Album Review: Plains – I Walked With You A Ways

The recent trend in the music industry for collaboration between women artists continues with this recently released Plains record, featuring Jess Williamson and Katie Crutchfield of Waxahatchee. When so much of an artist’s worth seems tied up in who they are and how they can sell themselves as individuals, there’s obviously something very appealing in working with different people and releasing music under a new name. Perhaps financial pressures also encourage women to team up, tour together and share the burden of press duties. In the old days you formed a band and then went solo, nowadays it’s the other way around.

Both of these artists have flirted with alt-country on their previous records, with Katie in particular referencing Lucinda Williams as her main influence on Saint Cloud as well as touring with the reigning king of the genre, Jason Isbell. Both Jess and Katie were brought up with country music and perhaps their indie rock background was an attempt to escape the music of their parents. Here they fully embrace that windswept, widescreen country/folk music tradition.

The album was released in autumn and has those kind of warm, golden hues even if does open with a song called Summer Sun. Musically the tone is bittersweet throughout, with many of the songs dealing with breakups and relationships fracturing under weight of expectations.

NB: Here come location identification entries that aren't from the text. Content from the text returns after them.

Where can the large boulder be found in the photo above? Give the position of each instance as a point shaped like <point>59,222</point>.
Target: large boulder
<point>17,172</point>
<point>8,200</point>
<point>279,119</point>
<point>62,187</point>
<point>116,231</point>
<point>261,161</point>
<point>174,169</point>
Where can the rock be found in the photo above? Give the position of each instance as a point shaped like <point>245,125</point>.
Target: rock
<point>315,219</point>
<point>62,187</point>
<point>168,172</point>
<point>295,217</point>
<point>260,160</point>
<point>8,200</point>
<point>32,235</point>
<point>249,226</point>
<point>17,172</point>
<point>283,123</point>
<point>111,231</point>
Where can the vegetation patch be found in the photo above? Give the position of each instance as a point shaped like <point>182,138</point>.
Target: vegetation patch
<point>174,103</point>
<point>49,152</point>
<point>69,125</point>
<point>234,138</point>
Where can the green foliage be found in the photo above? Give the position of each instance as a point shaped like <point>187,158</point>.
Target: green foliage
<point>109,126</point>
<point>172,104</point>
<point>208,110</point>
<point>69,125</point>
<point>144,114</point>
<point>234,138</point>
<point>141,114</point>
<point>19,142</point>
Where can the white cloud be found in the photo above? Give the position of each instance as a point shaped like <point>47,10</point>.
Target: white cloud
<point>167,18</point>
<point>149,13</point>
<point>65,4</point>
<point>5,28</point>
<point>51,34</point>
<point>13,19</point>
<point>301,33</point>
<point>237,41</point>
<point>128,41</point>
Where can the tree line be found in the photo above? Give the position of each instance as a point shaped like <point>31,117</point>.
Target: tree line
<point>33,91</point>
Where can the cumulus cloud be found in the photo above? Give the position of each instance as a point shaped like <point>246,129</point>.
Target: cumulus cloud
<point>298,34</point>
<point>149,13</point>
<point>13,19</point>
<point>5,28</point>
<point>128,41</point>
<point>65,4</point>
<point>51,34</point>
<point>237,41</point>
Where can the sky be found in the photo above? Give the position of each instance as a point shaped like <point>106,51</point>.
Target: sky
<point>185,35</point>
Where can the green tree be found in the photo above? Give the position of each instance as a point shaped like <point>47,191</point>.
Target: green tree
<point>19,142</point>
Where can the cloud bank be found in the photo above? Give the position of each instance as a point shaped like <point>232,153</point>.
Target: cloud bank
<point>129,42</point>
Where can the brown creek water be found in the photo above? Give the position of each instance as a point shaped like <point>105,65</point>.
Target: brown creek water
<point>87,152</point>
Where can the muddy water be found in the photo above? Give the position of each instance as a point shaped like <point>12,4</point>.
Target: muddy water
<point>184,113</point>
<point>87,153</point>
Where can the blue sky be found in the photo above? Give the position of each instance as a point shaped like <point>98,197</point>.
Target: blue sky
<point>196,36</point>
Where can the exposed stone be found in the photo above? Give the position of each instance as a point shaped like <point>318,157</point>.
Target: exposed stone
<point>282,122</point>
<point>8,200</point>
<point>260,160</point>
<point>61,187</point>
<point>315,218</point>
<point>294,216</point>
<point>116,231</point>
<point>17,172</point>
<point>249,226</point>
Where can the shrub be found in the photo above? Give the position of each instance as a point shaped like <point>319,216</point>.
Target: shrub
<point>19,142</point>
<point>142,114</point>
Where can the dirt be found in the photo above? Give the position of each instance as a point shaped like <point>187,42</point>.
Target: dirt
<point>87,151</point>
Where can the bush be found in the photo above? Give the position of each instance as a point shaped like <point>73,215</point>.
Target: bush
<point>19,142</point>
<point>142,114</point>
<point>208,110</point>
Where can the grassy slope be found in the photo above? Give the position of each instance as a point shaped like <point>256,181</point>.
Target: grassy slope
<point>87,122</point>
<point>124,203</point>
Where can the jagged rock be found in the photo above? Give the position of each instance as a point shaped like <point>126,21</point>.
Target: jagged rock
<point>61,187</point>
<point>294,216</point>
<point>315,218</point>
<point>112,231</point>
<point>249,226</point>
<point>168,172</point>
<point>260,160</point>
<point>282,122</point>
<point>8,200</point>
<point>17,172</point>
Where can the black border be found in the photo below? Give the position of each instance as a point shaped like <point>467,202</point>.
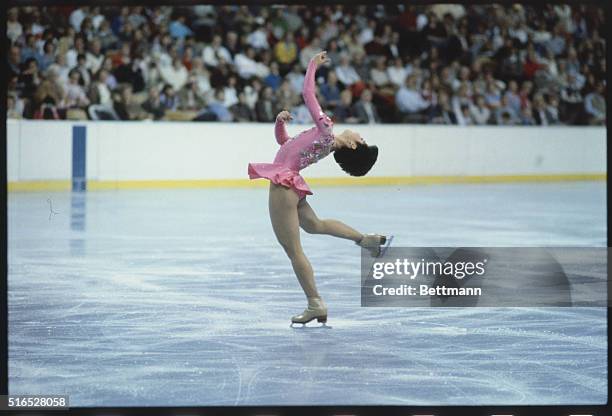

Each singer takes the lead on different songs, with the other offering harmony and backup rather than duets or shared vocals. Lead single ‘Problem With It’ is the most upbeat song on the record, even if the tone is quite confrontational. Musically it has that great indie Americana sound which the last Waxahatchee album so perfectly captured. Line of Sight is another lead song from Katie and has some gorgeous steel guitar. Hurricane is a good example of how Katie’s distinctive voice brings an edge to the lyrics (her punk background may be a distant memory but she retains something of the offbeat rebel in her vocal delivery).

My favourite song here is Abilene, with Jess taking on lead vocals. Her bittersweet, nostalgic voice would fit wonderfully in classic country music. Bellafatina is another standout, a great storytelling song. She conveys such stunning heartache in her voice throughout the title track and ‘No Record of Wrongs’.

Any of these songs could safely appear on either of the artists previous albums, which is a sign of the quality of this ‘side’ project. Strangely enough that is also where my tiny ‘problem with it’ stems from. I was expecting something distinct from their respective solo work, something more classic country or even 90s pop country considering they were talking about Dolly, Loretta, Dixie Chicks and Shania in their interviews. The album is still firmly and safely in the alternative indie Americana space. That’s not to say this isn’t a gorgeous collection of songs, because it is, but you wonder if there has been a slight missed opportunity here to take some risks and experiment further.

Really that’s a minor quibble and we should just be grateful to have this gift of extra new music from two excellent solo artists with much to say and a gorgeous way to sing it. Take a walk with Plains and be transported to some beautiful wide open spaces.